Mas, voltando à edição do Globo Repórter, cuja produção – Assimina Vlahou e  Isabela Assumpção – está de parabéns, o viés fui justamente mostrar o desperdício de talentos e de capital humano pela falta da educação. E aí eles chegaram no único exemplo no Brasil que tornou a alfabetização de todos os alunos uma obsessão: Sobral. A partir da alfabetização, os alunos foram aprendendo cada vez mais e hoje a cidade apresenta o maior Ideb do Brasil nas duas etapas do ensino fundamental. TODAS as escolas de Sobral estão acima do esperado para a Prova Brasil. Infelizmente, por causa da cultura de mediocridade que nos assola, os indicadores nacionais exigem muito pouco dos alunos. Até isso agora Sobral vai inovar: a partir de um novo currículo de ensino fundamental (que meus leitores já conhecem) a nova obsessão vai ser alcançar seus pares em países desenvolvidos.

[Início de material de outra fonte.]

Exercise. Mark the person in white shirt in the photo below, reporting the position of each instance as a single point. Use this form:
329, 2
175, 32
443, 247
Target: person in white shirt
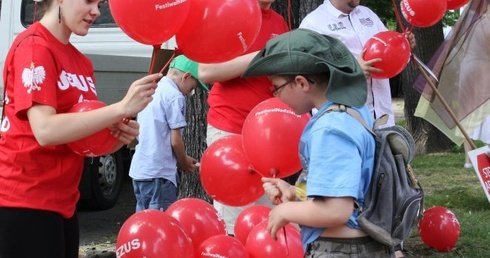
354, 24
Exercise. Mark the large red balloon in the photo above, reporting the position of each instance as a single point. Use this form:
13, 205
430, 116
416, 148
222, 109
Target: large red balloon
217, 31
221, 246
456, 4
248, 219
260, 243
226, 175
153, 234
96, 144
198, 218
391, 46
423, 13
150, 22
271, 134
439, 228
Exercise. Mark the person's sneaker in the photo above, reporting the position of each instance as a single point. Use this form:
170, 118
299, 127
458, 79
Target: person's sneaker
93, 253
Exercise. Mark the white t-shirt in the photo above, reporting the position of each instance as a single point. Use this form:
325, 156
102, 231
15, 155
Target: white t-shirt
153, 157
354, 30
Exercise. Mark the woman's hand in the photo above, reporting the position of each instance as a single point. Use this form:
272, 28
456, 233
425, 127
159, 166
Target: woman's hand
139, 94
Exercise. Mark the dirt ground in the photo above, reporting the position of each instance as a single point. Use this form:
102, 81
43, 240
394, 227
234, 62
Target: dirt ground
99, 229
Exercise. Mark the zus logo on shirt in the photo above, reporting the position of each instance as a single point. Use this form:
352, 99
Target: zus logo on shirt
81, 82
366, 22
34, 76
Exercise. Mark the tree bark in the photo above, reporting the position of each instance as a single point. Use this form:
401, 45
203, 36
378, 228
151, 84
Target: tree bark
195, 142
428, 138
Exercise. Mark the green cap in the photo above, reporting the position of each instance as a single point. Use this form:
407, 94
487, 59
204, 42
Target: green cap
186, 65
304, 51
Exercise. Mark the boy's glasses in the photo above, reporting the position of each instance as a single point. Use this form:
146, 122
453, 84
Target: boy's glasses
275, 89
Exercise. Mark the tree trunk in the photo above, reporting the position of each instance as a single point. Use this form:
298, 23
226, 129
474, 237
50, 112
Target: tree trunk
427, 137
197, 108
298, 10
195, 142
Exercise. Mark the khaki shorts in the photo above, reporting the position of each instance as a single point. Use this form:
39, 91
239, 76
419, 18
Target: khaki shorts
361, 247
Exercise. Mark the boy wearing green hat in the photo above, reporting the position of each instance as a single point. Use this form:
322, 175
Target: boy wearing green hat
310, 70
160, 148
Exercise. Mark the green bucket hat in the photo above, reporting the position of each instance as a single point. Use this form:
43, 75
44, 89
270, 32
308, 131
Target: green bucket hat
304, 51
186, 65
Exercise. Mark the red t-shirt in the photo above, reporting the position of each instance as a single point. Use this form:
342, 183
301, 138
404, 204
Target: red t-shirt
40, 69
231, 101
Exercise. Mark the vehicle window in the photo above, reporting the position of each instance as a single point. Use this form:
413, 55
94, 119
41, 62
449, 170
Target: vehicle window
27, 14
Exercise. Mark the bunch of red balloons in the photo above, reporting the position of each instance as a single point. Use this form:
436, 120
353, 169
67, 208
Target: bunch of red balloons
394, 50
206, 31
177, 232
439, 228
191, 228
251, 231
96, 144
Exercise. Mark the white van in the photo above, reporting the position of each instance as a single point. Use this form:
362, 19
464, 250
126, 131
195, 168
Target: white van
118, 60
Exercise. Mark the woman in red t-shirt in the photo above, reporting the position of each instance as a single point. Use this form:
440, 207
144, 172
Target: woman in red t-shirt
44, 76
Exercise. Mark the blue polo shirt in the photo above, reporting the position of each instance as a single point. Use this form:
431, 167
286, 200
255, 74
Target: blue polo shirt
337, 154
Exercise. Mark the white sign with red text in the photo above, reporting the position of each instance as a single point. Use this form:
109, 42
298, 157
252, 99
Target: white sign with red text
480, 158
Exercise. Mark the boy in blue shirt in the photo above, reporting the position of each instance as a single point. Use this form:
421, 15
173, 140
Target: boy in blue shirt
160, 148
310, 70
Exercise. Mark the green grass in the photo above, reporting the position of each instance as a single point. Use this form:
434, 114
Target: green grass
448, 184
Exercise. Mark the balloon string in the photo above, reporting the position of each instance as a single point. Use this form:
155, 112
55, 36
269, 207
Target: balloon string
168, 62
274, 173
397, 15
154, 55
279, 201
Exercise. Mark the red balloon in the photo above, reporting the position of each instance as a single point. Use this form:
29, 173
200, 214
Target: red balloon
248, 219
271, 134
456, 4
96, 144
226, 175
198, 218
260, 243
217, 31
221, 246
152, 234
393, 47
423, 13
439, 228
150, 22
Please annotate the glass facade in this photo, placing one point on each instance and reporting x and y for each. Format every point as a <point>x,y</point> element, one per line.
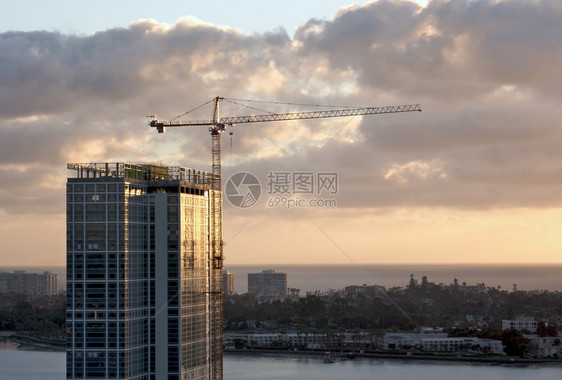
<point>138,273</point>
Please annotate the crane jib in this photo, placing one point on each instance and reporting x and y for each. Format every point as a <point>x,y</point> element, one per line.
<point>292,116</point>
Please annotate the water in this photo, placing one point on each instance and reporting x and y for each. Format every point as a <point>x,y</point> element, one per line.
<point>280,367</point>
<point>37,363</point>
<point>23,362</point>
<point>310,278</point>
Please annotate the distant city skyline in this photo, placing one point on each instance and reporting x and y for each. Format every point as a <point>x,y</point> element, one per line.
<point>474,178</point>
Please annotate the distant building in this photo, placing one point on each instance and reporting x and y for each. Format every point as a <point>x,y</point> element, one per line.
<point>268,284</point>
<point>34,284</point>
<point>545,346</point>
<point>227,282</point>
<point>520,323</point>
<point>373,290</point>
<point>441,343</point>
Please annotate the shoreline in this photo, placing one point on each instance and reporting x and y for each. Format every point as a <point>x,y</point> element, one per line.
<point>405,356</point>
<point>33,340</point>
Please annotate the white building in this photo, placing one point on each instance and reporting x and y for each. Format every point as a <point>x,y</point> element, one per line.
<point>520,323</point>
<point>441,343</point>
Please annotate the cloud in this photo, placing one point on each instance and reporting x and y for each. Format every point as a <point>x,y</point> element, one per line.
<point>485,73</point>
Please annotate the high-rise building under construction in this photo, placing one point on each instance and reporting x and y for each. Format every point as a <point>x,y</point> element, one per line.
<point>144,278</point>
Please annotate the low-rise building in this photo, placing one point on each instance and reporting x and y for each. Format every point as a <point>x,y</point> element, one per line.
<point>34,284</point>
<point>441,343</point>
<point>520,323</point>
<point>544,346</point>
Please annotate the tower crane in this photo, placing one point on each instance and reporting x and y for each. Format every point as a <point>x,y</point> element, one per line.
<point>217,125</point>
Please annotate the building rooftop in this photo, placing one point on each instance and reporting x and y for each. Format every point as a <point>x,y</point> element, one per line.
<point>140,171</point>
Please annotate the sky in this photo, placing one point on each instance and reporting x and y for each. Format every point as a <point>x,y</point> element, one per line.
<point>474,178</point>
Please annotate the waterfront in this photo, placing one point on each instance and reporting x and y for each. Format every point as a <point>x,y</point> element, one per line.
<point>310,278</point>
<point>26,362</point>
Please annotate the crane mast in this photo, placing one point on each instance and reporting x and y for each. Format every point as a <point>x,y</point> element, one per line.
<point>217,126</point>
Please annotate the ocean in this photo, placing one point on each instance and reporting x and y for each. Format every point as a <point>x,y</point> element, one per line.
<point>24,362</point>
<point>311,278</point>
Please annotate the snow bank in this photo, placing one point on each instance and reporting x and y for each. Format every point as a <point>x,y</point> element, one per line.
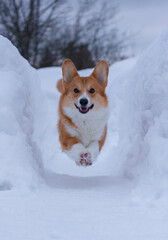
<point>20,114</point>
<point>143,117</point>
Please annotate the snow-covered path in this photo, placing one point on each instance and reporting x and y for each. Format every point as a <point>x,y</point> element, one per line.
<point>124,195</point>
<point>80,213</point>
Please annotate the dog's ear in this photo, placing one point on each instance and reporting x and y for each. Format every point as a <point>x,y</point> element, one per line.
<point>60,86</point>
<point>101,72</point>
<point>68,71</point>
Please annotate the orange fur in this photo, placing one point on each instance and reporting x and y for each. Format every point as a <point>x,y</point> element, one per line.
<point>71,80</point>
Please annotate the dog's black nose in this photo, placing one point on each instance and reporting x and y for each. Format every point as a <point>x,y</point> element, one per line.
<point>83,102</point>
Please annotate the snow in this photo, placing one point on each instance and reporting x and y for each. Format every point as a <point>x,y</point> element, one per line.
<point>44,195</point>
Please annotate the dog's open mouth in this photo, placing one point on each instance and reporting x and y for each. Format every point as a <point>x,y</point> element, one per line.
<point>84,109</point>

Mas a questão é que é só em Sobral. Minha tese de doutorado está estudando o caso. Já estou há 3 anos trabalhando em Sobral e estudando seus mecanismos de qualidade e não tem jeito: educação de qualidade é, antes de tudo, uma escolha política. Sem a escolha de enfrentar os interesses contrários, não se implementa nenhum programa, mesmo que já testado em outros lugares – muito menos por longos períodos no tempo. No discurso, todos são a favor de uma educação de alta qualidade. Mas na prática, quando a farinha é pouca, cada um garante seu pirão primeiro. Sindicatos não querem deixar que sejam criados parâmetros de aprendizado para os alunos ou de desempenho para os profissionais da educação. Empregadores de boa parte dos setores econômicos não querem abrir mão de mão-de-obra barata. Há famílias que não estão dispostas a fazer os sacrifícios ilustrados pela reportagem. E há muitos alunos que também sofrem de uma preguiça mental crônica, só que essa é justamente responsabilidade do sistema educacional resolver. Só acha que educação de qualidade é uma prioridade quem está exposto aos ambientes competitivos internacionais. Temos que concordar que é uma parcela mínima da população que realmente conhece o valor de uma educação competitiva e libertadores, mas que não tem, ou não quer usar, capital político.

A questão é que não há vontade política suficiente para resolver essa questão cara, trabalhosa, cujos benefícios não aparecem antes da próxima eleição. Se não damos conta de resolver com seriedade os problemas mais óbvios e urgentes com medo da conta de votos não fechar no próximo pleito, é claro que durante as próximas décadas não vai aparecer ninguém para vencer os interesses contrários aos do Matheus, André, D. Therezinha, personagens do Globo Repórter. Os políticos alinham-se a sindicatos e aos maiores empregadores, pois esses têm capilaridade para lhes conseguir votos, além de verbas para a campanha. Infelizmente, depois da minha tese estou entrando para o clube dos pessimistas. Só respiro otimismo quando vejo as luzinhas de Sobral na estrada da minha janela do Expresso Guanabara…

Respondendo ao Sérgio Chapelin: a educação brasileira vai nos levar até onde os políticos deixarem.